Hey there everybody!
So I'm avoiding sleeping, milking the last part of my birthday (imported lemonade? yesplease.), and waiting to talk to Pat when he's off work ... so I thought, as thus, I'd grace your lovely selves with my lovely self.
My little brother Benjamin, Ben ya min, Ben Jammin ... or Benny boo boo boo boo boo (if you'd like) is getting old.
He graduates high school (I just wrote college three times...but it's definitely high school) this weekend.
I'm so sad I'm missing it, but I'm so proud of him. He's headed off to BYU and he's gonna rock the socks off of CougarTown. If any freshman was ever gonna give good ole Provo a run for its money, that frosh would be my little brother. He's go go go all the time (and sleep sleep sleep the rest).
To honor this momentous moment (and because I can't tell these stories to his friends at his graduation party) I'll tell you some of my favorite Ben moments.
When Ben was little he went through a chicken phase. Not like nuggets (although there was one of those, too), not like the daredevil game ... but as in inserting it in all manner of phrases. Ben, Ben chicken hen. Brado, Brado chicken faydo. Siovhan, Siovhan chicken non. And it wasn't just family names. It was EVERYTHING. Aladdin, Aladdin chicken fadden. School, school chicken pool. So funny to hear him walking around saying that.

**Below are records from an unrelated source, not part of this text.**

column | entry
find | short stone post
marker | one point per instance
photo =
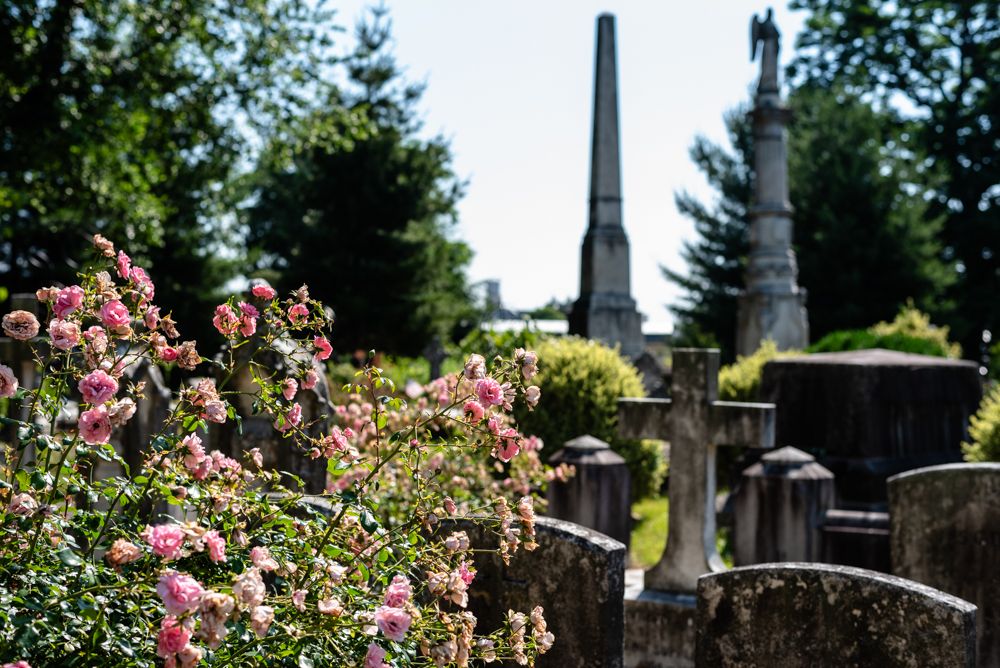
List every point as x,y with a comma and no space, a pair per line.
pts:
599,495
779,508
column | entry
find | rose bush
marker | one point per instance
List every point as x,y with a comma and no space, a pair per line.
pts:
199,557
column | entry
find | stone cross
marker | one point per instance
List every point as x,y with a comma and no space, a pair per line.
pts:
605,309
694,422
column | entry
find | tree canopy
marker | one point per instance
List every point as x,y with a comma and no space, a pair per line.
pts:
864,245
934,65
130,119
354,203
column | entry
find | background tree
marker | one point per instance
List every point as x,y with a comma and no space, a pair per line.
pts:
130,118
864,244
356,205
935,62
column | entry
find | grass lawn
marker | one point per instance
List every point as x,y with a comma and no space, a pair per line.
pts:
649,536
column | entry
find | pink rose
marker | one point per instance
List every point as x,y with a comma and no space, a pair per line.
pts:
310,380
180,593
68,300
97,387
142,282
392,622
261,558
225,319
95,425
124,264
152,317
263,291
165,539
64,334
292,419
489,391
8,382
399,592
297,313
216,546
474,410
115,315
323,348
260,619
173,637
23,504
375,658
21,325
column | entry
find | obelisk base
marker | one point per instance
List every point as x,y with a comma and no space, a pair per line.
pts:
780,317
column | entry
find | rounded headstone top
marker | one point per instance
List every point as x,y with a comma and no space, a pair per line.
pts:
586,443
873,357
788,456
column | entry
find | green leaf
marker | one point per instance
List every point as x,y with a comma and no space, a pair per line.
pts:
68,557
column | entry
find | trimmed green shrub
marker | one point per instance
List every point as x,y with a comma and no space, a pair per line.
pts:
740,381
984,430
910,332
581,382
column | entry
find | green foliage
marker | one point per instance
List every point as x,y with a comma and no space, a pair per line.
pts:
843,187
911,332
740,381
984,430
581,382
131,119
353,203
933,64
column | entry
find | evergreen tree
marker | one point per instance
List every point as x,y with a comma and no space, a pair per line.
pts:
864,245
357,206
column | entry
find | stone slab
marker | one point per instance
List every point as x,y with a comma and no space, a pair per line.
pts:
816,615
945,532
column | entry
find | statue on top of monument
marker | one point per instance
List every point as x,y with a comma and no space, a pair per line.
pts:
766,33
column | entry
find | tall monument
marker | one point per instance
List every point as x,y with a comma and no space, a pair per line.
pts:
773,305
605,309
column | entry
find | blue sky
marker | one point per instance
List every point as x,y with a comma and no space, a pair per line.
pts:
511,85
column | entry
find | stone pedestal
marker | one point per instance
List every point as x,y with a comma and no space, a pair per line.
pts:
599,496
779,507
870,414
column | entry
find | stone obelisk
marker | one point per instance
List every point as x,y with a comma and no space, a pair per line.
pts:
605,309
773,305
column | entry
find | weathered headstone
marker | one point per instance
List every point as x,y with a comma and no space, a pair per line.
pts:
599,495
577,575
659,620
816,615
695,423
945,525
779,509
773,305
606,310
867,415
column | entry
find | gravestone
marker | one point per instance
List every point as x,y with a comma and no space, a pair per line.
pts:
599,495
773,306
695,423
945,526
816,615
577,575
659,619
278,453
606,310
779,509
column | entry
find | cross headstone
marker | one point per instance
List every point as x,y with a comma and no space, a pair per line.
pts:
797,615
695,423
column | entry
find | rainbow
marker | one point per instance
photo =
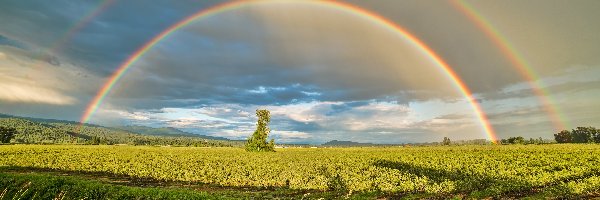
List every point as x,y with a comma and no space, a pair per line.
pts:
517,60
334,5
58,46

Tiny Ben (like 3 or 4) would.not.wear.pants. That little kid walked around in Star Wars and Power Ranger themed tighty whiteys more than any little kid I've ever seen. Mom would get him dressed in the morning and then like 20 minutes later -- yep, there's Ben -- pantsless.
Speaking of Star Wars, Ben was an addict. He knew everyone's name, rank, role, etc. He had a model Death Star, Alliance war craft, X fighters all of it. He wanted to be Han Solo so bad.
Ben and Braden have always been the best of friends and the worst of enemies. But as we got older their bonds became so much stronger. It's been so fun to watch the dynamic change from one of competition to one of friendship. (Okay, so that one's not funny...but it's still true.) I know Braden would love to be there to see Ben graduate.
Ben and I have always had a really buddy-buddy relationship. When I'd come home from college Ben would ask to run every errand with me and ask for some specific Siovhan time. We'd talk about music, girls, high school, friends, etc. He'd ask to sit by me on car trips (it sometimes became a battle between him and Mikaela), buy me stuff, and always sent me a ridiculous birthday, valentine, christmas, etc. card.
Ben's the only one of us to spend our entire education (minus 2.5 months) in our small town. As such he's the only one that even remotely resembles a townie. This makes me laugh so hard because Ben has always been fiercely independent -- verging, at times, on anti-establishment. But our little Ben has fallen in love with [insert small town name here]. I also think he'll be the only one to consciously miss the town itself, and not just miss our family.
Ben is quite the little instigator. A couple of years ago when we went to Quebec for family vacation we spent some of our time camping. One night laying there I could hear a little creaky noise, Braden snort snore, and then Ben snicker. I still don't know what was going on in that tent, but all of a sudden I heard Braden suddenly awake and go "what is that?!" and Ben laugh hysterically. This is so very Ben.
Ben and his friends are the epitome of bromance. They rival Barney, Marshall and Ted on How I Met Your Mother or Chandler and Joey on Friends. They have mandates. Really.
Ben had such a sarcastic and dry sense of humor (very akin to my dad). He also loves good TV. Once, Ben and I were actually banned from quoting the Office because my Dad got so fed up with how funny we thought it was. He made us pay a dollar if either of us quoted it -- and I think we shelled out a pretty penny that time. At one point Ben even walked over to my dad, handed him two dollars, and looked at me and went, "bleh bleh bleh, little comment." I laughed so hard as he pulled one of the dollars from Dad's hand and said, "She only needed one to nearly pee her pants. I'm good."
Ben was sometimes a lot like my pet. That poor kid let me do everything to him. From mess with his hair, to show him how cool guys really dress, to recommending new music and books ... I would show Ben all kinds of weird stuff. Eventually he formed a lot of his own opinions, and our tastes became a little different, but we still share recommendations for books, movies, tv, music, all of it.
I love you, Ben and I'm really proud of all you've been able to accomplish.
As a token of your new found smarts I have two things to say:
"Why, anybody can have a brain. That's a very mediocre commodity. Every pusillanimous creature that crawls on the Earth or slinks through slimy seas has a brain. Back where I come from, we have universities, seats of great learning, where men go to become great thinkers. And when they come out, they think deep thoughts and with no more brains than you have. But they have one thing you haven't got: a diploma."